“The Addiction”, an acrobatic marriage between vampire film and concept essay

The 1990s were a prosperous decade for New York director Abel Ferrara, child of the Bronx and hothead, who then followed, under substance and in a state of grace, a series of decisive films – Bad lieutenant (1992), Our funeral (1996), The Blackout (1997), New Rose Hotel (1998) -, capturing a certain state of the city (New York, that is to say the world) and images on the breach of the ending century.

Halfway through this faultless, a more secret film, The Addiction (1995), a scathing and sepulchral nightmare, has passed almost without a trace, except in the memory of a few aficionados. Twenty-six years later, Carlotta offers its first edition (DVD or Blu-ray) to this black work, risking an acrobatic marriage between vampire film and concept essay.

Kathleen (Lili Taylor), philosophy student, widens her eyes with fear in front of the pangs of the XXe century and vogue, tottering, between the circles of the university intelligentsia and the wild pulsation of the street where it lives, crossroads of an underworld fauna, where the scents of grass and hip-hop float. It is there that one evening a stranger leads her to the shelter of an alley and bites her on the neck, inoculating her at the same time with her secret and her torment. No longer remains for Kathleen, at first groggy, then twisted with pain, to explore this evil which gnaws at her and takes the form of lack: an unfathomable thirst for blood which pushes her, in turn, to bite, to fill her veins of blood other than his own.

Path of damnation

Sensuality, detachment, dark glasses, languid poses recompose it.
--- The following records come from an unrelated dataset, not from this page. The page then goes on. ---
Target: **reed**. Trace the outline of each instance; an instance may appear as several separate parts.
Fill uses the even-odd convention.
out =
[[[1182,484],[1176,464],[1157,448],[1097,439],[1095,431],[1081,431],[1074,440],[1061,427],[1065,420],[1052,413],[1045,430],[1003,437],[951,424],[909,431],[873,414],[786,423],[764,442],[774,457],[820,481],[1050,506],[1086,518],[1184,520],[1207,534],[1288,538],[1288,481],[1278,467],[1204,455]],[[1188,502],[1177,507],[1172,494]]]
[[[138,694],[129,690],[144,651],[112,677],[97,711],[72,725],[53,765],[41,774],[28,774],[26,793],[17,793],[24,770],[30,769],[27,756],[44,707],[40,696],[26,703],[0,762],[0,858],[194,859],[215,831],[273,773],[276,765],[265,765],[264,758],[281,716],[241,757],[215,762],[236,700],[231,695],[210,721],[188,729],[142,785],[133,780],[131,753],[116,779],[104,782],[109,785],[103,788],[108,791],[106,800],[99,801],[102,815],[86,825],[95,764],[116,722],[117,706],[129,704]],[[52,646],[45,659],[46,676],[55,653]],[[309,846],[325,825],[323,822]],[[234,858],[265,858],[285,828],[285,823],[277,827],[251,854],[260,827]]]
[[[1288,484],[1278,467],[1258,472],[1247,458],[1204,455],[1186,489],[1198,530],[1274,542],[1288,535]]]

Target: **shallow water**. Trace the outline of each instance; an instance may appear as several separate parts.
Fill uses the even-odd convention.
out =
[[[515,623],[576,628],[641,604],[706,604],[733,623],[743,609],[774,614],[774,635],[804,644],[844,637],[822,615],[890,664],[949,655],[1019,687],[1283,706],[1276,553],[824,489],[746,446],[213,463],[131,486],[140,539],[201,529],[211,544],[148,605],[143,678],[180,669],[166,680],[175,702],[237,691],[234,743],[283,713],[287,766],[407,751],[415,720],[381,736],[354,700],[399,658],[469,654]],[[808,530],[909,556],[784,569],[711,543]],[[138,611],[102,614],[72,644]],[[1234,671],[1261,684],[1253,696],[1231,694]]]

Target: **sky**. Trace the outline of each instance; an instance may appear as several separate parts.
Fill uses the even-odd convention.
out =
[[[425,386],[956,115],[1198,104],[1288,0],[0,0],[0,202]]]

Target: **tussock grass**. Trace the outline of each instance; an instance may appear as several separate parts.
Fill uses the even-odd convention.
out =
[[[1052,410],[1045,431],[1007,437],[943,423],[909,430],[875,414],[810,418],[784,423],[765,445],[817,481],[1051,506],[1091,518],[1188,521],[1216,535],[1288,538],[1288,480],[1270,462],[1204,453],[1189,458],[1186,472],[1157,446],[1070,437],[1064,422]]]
But all thirst is also thirst for knowledge, and Kathleen’s dependence is nonetheless an experience in its own right, an empirical approach that nourishes her doctoral thesis. And, like any path of damnation, it is not excluded that his will lead to grace.

The film spins the metaphor of vampirism as drug addiction – also seen as a spiritual quest

The Addiction, Ferrara’s latest collaboration with his childhood friend and screenwriter Nicholas St. John, a tortured Catholic, thus spins the metaphor of vampirism as drug addiction. Blood becomes a drug that we inject ourselves (Kathleen taking it from the arm of a homeless person using a syringe), a substance that contaminates as well as illuminates, the metronome of a hallucinated urban existence, oscillating between the extremes of lack and satisfaction. A double-trigger metaphor, since drug addiction is also seen as a spiritual quest: a way to embrace Evil, to release its powers (intelligence and predation: it’s just like), to better recognize in oneself the accursed part of the humanity and, perhaps, absolve itself of it.